According to information we heard from multiple sources, NVIDIA recently started to open out and disclose design targets for their first "CPU" i.e. SoC codenamed "Project Denver". As always, take this rumors with a grain of salt.
The information we have at hand is that Project Denver CPU core is looking to be very much aligned with T40, i.e. "Tegra 4" i.e. Wayne. According to internal schedule, Wayne silicon is going to be taped out in the next couple of weeks, with developers getting their hands on prototype silicon in December 2011.Wayne silicon is consisted out of four ARM cores (NVIDIA is not disclosing the core type, teasing that it might be either A15 or PD) and up to 64 GPU cores.
During the same month (December 2011), NVIDIA plans to tape out the first silicon based on Project Denver, which combines up to 8-core custom NVIDIA-ARM 64-bit CPU with a GeForce 600-class GPU. The company had a lot of issues in development of a CPU and the general consensus is that NVIDIA is take a conservative approach with a single 28nm PD CPU design and the 28nm Fermi-based design, i.e. the rumored Fermi-refresh in the form of notebook and lower-end desktop GeForce 600 Series cards (remember "GeForce 300"?). The interesting bit that we heard is that Project Denver is geared towards "full PhysX support", whatever that might be.
According to another source close to the subject, target for GPU part of the silicon is "at least 256 CUDA cores" which would put the product on pair with AMD’s Trinity APU which will pair a Bulldozer-Enhanced CPU core with "Northern Islands" VLIW4 architecture and will be the key APU for AMD in 2012. Compute power-wise, NVIDIA doesn’t want to clock it to heavens’ high, but rather to squeeze each IPC (Instruction Per Clock) as possible. Still, it is realistic to expect 2.0-2.5GHz for CPU and similar clock for the GPU part, with memory controller and the rest of the silicon working at a lower rate to keep everything well fed.

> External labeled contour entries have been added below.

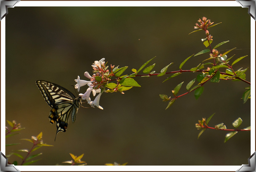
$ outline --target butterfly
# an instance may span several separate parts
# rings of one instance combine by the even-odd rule
[[[36,81],[45,100],[51,107],[49,119],[52,124],[56,122],[57,134],[60,132],[66,132],[69,116],[72,122],[74,122],[77,111],[82,104],[81,97],[76,98],[70,92],[55,84],[42,80]]]

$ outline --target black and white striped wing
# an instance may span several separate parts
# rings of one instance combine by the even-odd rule
[[[38,80],[36,84],[45,101],[53,108],[49,119],[51,124],[56,122],[56,136],[59,132],[65,132],[70,115],[72,122],[75,121],[78,110],[82,104],[81,97],[76,98],[66,89],[49,82]]]

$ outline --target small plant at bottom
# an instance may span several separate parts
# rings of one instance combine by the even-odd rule
[[[9,121],[7,121],[7,122],[11,127],[11,129],[9,129],[8,127],[6,126],[5,127],[6,131],[6,133],[5,134],[5,137],[7,138],[10,136],[13,136],[17,134],[20,134],[18,133],[12,133],[13,132],[16,131],[19,131],[22,129],[24,129],[25,128],[22,128],[20,124],[17,124],[16,122],[14,121],[13,121],[12,122],[11,122]],[[27,152],[27,155],[26,155],[25,158],[23,158],[23,156],[20,155],[19,153],[12,152],[9,153],[8,155],[6,155],[6,157],[8,159],[12,155],[15,155],[18,157],[21,158],[22,159],[22,161],[20,164],[20,165],[28,165],[32,163],[36,162],[40,160],[40,159],[37,159],[36,160],[32,160],[30,161],[28,161],[30,159],[36,157],[37,156],[42,155],[42,153],[41,153],[36,155],[31,155],[29,156],[30,154],[33,151],[38,149],[42,146],[53,146],[52,145],[50,145],[47,144],[43,143],[43,140],[42,139],[42,133],[41,132],[38,135],[36,136],[32,136],[31,137],[31,139],[21,139],[22,140],[25,140],[28,141],[30,142],[33,143],[33,145],[31,148],[29,150],[27,149],[21,149],[19,150],[17,150],[16,151],[18,151],[18,152]],[[13,143],[10,144],[6,144],[6,146],[12,146],[16,144],[20,144],[20,143]],[[14,161],[12,163],[10,163],[9,161],[8,163],[9,164],[13,164],[14,165],[18,165],[18,163],[17,161]]]
[[[65,161],[65,162],[62,162],[62,163],[68,163],[68,164],[71,164],[70,165],[71,166],[73,166],[77,163],[83,163],[81,164],[78,165],[79,166],[84,166],[87,164],[84,161],[81,161],[81,159],[82,159],[82,158],[83,157],[83,156],[84,154],[83,154],[80,156],[76,156],[74,155],[71,153],[70,153],[69,154],[71,156],[71,157],[72,157],[73,159],[70,161]]]
[[[120,164],[114,162],[114,164],[111,164],[111,163],[106,163],[105,164],[105,166],[126,166],[126,164],[128,163],[126,163],[122,164],[120,165]]]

Unlike AMD’s APU design, where CPU and GPU parts connect to the memory controller at the speed of DDR3 memory, Project Denver is looking for a more direct communication between CPU and GPU cores, i.e. relying on the best GPU design can offer: high-bandwidth connection. NVIDIA is not taking the conventional route with L1, L2 and L3 cache design, since the GPUs have 1TB/s+ connections to its cache memory, similar approach is rumored for Denver core design as well. Just like in the GPUs, memory controller takes the larger portion of the die and connects CUDA cores with CPU cores and CPU will have priority access to the bandwidth needed.
However, NVIDIA needs only 10-20% of the total bandwidth available for the CPU portion, keeping the GPU well fed with system memory.
The design for the motherboards for notebooks, desktops and servers is also under way, with PCIe 3.0 being touted as the main connectivity feature, alongside USB 3.0 and SATA 6Gbps. According to the information given, nV is going to attack all remaining fronts – light notebooks will be covered by lower-scaled Tegra 3 and 4 (smartphone/tablet/netbook/t’n’l notebooks), more powerful silicon will be used for lighter-use notebooks and desktops, while the server play is probably the most interesting strategy.
From one side, within one generation of PD CPU designs, NV wants to enter the blade market and offer a powerful GPU, but from another, the company wants to get rid of the demands for Intel or AMD x86 cores in their Tesla business (one Tesla GPGPU requires one x86 CPU – Xeon or Opteron for "feeding"). Removing X86 from that equation will significantly boost the profit outlook, just like AMD and Intel are enjoying charging an arm and a leg for the same silicon used in their desktop/notebook computers.